Craniosacral Therapy
Craniosacral therapy emerged from the osteopathic tradition: in the early 20th century, American osteopath William Sutherland discovered that cranial bones possess micro-mobility synchronized with the rhythmic movement of cerebrospinal fluid. His student and successor John Upledger later systematized these observations into craniosacral therapy (1970s) and made it accessible to a broad range of practitioners — not only osteopaths but also massage therapists, physiotherapists, and other bodyworkers.
The craniosacral rhythm is a barely perceptible wave-like movement at a frequency of 6-12 cycles per minute, which the practitioner senses through very light touch on the cranial bones, sacrum, and other structures. The theory holds that disturbances in this rhythm reflect tensions in the central nervous system, fascia, and organs — and that gentle manual intervention can release them. Sessions take place in complete stillness, with exclusively light touch — pressure does not exceed a few grams.
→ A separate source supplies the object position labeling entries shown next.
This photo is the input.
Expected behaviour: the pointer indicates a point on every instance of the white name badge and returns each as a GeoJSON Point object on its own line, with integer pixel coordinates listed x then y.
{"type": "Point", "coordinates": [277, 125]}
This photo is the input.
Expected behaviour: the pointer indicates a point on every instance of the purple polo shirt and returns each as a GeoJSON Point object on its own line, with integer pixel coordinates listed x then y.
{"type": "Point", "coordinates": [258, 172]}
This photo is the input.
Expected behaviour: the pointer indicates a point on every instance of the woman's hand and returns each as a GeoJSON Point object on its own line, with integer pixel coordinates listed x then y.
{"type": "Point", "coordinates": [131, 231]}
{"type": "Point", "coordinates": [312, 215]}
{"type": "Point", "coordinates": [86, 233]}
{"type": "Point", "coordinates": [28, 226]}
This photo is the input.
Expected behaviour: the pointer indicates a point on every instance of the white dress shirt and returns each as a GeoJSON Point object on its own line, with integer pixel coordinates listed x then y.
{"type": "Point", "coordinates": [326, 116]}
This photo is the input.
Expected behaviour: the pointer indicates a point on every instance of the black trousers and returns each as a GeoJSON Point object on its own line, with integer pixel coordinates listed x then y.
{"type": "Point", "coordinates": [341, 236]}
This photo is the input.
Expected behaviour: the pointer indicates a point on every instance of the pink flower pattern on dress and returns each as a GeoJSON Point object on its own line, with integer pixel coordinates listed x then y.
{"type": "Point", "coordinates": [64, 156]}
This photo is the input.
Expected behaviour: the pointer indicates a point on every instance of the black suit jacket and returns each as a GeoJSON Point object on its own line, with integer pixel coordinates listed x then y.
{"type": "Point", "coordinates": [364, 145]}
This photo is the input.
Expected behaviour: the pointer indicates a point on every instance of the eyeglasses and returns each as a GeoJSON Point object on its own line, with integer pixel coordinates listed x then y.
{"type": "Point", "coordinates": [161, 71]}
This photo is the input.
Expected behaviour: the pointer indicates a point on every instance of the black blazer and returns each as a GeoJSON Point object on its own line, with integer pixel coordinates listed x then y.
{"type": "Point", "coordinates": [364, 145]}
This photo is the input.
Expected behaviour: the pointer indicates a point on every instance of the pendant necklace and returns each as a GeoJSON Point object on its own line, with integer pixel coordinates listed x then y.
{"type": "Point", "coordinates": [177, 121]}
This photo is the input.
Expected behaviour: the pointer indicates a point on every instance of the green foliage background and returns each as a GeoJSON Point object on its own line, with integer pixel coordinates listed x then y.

Academic medicine takes a reserved view of craniosacral therapy: the inter-rater reproducibility of craniosacral rhythm measurements has proven low in controlled studies, and clinical evidence of efficacy is limited. Nevertheless, the practice is widely used in integrative medicine, palliative care, and chronic pain management, where subjective improvement in patient condition is consistently documented.
In Errarium, craniosacral therapy is classified as a body-contact method with diagnostic and transformative functions. It is related to applied kinesiology (#54) in its principle of working with the body as a source of information, and to systemic constellations (#27) in its emphasis on the interaction between two people in creating a therapeutic field. The method works exclusively with the present moment and does not construct long-term narratives about personality.